Ein paar hunderttausend Menschen im Land werden heute wachbleiben oder aufstehen, um ab 00:30 Uhr das Finale der US-amerikanischen Football-Meisterschaften zu schauen. Football ist eine eigentümliche Mischung aus Athletik und Taktik, von drei Stunden Bruttozeremonie ist der Ball nur etwa elf Minuten lang in schnellen, harten Spielzügen unterwegs. Auch in Österreich ist der Super Bowl zum Event geworden: Im Marriott-Hotel, im Hard Rock Café und in der Marx Halle wachsen die Public-Viewing-Feste, stilecht mit Essens-Flatrate. Nun ein paar erste Häppchen, um die Ausmaße der jährlichen Weltvorführung Super Bowl zu begreifen:
Die Football-Finalspiele von 2010 bis 2017 sind die acht meistgesehenen TV-Sendungen der US-amerikanischen Geschichte (danach kommt die letzte Folge der tragikomischen Serie M*A*S*H aus dem Jahr 1983.) An die 100 Millionen Menschen schauen dort drüben jedes Jahr zu – also fast jeder dritte. Trotzdem sinkt die Quote in der Heimat seit einigen Jahren dahin, in Österreich ist's andersrum: In einer Februarsonntagnacht schaffte Puls4 vor einem Jahr insgesamt 487.000 Zuschauer.
Die US-Football-Liga NFL ist zweigeteilt, im Super Bowl spielen die besten Teams der beiden Divisionen gegeneinander. Heuer sind's die Philadelphia Eagles und die Kansas City Chiefs. Deren Gründer Lamar Hunt hat 1967 die Wortmarke Super Bowl erfunden, nachdem er seine Tochter mit einem Gummiball namens Super Ball spielen sah. Das Finalstadion in Glendale, Arizona, liegt wieder recht südlich, weil es dort im Februar nicht so kalt ist. 70.000 Sitze sind Muss-Bestimmung, Schwarzmarktkarten haben um die 10.000 Dollar gekostet.

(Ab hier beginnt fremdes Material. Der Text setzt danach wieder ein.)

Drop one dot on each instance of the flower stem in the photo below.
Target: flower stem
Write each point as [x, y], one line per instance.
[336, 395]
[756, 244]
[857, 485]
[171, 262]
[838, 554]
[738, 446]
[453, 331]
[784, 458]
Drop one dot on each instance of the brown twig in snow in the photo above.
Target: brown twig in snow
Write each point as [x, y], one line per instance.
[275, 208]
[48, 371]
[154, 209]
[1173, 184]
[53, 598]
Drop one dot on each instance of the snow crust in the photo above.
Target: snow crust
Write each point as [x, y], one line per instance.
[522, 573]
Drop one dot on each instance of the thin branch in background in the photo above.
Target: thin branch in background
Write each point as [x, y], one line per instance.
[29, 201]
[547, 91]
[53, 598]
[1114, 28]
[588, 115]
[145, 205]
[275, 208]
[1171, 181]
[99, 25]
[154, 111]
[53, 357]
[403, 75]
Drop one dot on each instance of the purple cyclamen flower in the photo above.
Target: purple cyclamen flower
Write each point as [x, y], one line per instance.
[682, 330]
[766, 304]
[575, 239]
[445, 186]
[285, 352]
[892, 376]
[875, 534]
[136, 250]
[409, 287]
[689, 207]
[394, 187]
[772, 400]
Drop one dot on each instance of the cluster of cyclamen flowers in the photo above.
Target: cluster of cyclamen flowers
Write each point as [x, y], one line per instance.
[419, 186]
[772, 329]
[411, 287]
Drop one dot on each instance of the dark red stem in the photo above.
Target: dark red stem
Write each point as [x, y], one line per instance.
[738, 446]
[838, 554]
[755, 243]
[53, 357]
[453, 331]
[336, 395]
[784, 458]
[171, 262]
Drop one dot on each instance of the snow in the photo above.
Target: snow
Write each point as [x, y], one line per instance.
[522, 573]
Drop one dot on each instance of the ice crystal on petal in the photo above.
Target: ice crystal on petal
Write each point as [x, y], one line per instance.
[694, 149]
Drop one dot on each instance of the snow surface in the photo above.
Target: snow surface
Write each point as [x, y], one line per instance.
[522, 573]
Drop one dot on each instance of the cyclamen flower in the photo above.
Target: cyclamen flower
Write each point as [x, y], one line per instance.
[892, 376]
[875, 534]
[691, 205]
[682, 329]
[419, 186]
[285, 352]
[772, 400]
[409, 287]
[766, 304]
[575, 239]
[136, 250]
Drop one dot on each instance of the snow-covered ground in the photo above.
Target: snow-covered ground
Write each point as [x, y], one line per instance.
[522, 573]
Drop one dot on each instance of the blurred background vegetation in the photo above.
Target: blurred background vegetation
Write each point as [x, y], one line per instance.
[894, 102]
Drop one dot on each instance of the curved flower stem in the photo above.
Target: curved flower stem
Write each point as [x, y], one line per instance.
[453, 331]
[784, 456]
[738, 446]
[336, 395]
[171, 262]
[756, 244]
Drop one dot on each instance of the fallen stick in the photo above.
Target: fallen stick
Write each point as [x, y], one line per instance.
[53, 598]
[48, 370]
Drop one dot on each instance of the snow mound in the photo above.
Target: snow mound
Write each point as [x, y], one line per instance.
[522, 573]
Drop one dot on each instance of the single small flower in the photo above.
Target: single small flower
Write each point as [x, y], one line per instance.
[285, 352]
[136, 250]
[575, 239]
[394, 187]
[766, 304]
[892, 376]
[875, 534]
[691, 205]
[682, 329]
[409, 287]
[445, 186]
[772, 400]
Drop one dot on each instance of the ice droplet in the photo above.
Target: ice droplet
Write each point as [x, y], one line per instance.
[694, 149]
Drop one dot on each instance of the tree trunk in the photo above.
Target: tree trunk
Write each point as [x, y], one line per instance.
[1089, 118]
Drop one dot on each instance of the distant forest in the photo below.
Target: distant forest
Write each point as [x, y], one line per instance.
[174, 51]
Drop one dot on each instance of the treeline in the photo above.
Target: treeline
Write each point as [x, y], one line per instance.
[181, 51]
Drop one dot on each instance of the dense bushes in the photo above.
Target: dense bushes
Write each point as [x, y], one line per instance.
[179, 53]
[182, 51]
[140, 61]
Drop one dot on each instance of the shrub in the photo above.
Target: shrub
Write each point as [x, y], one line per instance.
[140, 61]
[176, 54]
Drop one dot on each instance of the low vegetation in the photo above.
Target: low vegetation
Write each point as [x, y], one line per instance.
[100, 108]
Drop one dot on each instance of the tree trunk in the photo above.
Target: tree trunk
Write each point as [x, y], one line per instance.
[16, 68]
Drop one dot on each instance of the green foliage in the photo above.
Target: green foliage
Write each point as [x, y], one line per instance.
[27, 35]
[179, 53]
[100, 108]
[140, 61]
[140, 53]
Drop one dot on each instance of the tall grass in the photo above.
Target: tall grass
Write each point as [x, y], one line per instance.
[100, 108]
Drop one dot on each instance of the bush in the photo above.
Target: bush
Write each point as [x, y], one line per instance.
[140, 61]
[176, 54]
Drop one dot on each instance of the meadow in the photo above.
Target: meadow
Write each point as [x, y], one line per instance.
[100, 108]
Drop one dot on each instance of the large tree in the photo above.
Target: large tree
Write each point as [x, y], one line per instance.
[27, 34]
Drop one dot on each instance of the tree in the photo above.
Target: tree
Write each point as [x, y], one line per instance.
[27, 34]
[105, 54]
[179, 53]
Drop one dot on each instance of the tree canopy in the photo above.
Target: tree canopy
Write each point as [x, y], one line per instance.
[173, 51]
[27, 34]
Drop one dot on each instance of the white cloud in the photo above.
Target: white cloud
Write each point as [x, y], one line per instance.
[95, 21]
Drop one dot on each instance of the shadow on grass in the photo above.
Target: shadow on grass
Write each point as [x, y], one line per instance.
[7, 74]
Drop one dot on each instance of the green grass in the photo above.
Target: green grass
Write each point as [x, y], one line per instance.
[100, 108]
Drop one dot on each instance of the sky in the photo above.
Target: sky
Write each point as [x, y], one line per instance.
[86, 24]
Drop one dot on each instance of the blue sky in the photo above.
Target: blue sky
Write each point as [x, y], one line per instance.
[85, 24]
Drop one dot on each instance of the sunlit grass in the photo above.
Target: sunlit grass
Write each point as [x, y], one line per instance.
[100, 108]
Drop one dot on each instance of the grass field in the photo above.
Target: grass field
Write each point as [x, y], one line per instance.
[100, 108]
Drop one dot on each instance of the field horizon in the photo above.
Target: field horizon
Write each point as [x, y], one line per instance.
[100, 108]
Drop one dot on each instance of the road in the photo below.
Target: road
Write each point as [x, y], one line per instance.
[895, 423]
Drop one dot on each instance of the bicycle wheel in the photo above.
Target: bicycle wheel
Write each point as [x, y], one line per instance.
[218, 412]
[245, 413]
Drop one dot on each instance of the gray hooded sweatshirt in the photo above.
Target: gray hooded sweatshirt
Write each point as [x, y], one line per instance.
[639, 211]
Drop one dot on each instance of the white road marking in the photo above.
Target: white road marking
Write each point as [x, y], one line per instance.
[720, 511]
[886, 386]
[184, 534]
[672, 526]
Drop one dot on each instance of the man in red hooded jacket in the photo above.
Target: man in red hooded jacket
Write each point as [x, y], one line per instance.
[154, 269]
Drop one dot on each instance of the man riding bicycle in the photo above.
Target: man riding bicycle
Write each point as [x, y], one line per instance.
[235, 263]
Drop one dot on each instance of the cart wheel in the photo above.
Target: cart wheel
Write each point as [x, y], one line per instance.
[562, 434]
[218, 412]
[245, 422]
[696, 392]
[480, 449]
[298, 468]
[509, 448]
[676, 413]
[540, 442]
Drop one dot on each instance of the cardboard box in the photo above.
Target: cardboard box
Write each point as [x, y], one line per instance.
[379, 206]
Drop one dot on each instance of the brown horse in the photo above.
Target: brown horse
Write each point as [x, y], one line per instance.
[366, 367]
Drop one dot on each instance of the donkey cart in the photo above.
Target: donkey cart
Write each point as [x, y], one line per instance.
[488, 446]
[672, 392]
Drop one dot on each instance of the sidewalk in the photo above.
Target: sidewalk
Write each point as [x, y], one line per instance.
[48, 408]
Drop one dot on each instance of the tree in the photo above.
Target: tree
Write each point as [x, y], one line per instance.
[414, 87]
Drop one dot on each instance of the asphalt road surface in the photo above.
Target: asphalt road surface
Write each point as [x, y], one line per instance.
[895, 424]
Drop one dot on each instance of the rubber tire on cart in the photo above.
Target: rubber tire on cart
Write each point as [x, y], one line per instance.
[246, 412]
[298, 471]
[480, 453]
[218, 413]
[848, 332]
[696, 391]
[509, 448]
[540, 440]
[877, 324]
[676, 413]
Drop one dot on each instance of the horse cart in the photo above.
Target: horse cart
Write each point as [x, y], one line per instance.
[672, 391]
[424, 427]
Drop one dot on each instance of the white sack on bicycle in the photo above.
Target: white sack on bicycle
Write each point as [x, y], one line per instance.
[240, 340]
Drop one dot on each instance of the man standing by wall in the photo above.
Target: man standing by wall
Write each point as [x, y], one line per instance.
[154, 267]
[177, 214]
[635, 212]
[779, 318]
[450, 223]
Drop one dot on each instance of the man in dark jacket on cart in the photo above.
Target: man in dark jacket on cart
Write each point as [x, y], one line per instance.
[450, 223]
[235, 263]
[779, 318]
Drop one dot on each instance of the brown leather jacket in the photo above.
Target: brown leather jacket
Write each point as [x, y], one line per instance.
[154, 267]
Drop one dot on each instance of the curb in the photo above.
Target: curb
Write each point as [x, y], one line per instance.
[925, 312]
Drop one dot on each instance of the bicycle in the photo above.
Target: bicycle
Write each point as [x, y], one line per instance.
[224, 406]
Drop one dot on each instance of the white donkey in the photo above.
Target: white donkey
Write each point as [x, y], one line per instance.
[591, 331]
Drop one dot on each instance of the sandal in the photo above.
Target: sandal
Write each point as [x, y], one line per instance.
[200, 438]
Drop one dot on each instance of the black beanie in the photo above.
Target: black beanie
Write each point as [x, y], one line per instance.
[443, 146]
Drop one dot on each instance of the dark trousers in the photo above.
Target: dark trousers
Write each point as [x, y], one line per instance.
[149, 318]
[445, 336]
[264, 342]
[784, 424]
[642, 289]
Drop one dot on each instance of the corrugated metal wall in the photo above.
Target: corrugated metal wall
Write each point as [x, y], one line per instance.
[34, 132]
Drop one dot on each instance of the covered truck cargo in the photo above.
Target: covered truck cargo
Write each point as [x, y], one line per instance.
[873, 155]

Die USA begehen heute die zweitgrößte Völlerei nach Thanksgiving. Laut dem Chicken Wing Report 2020 des National Chicken Council (NCC, gibt es wirklich), essen Landsleute am Super-Bowl-Wochenende 1,4 Milliarden Chicken Wings. Die zugeführte Nahrung muss aber auch irgendwann wieder raus: Zu Beginn der Halbzeit verbrauchen die USA wegen gleichzeitiger Toilettengänge erheblich mehr Wasser.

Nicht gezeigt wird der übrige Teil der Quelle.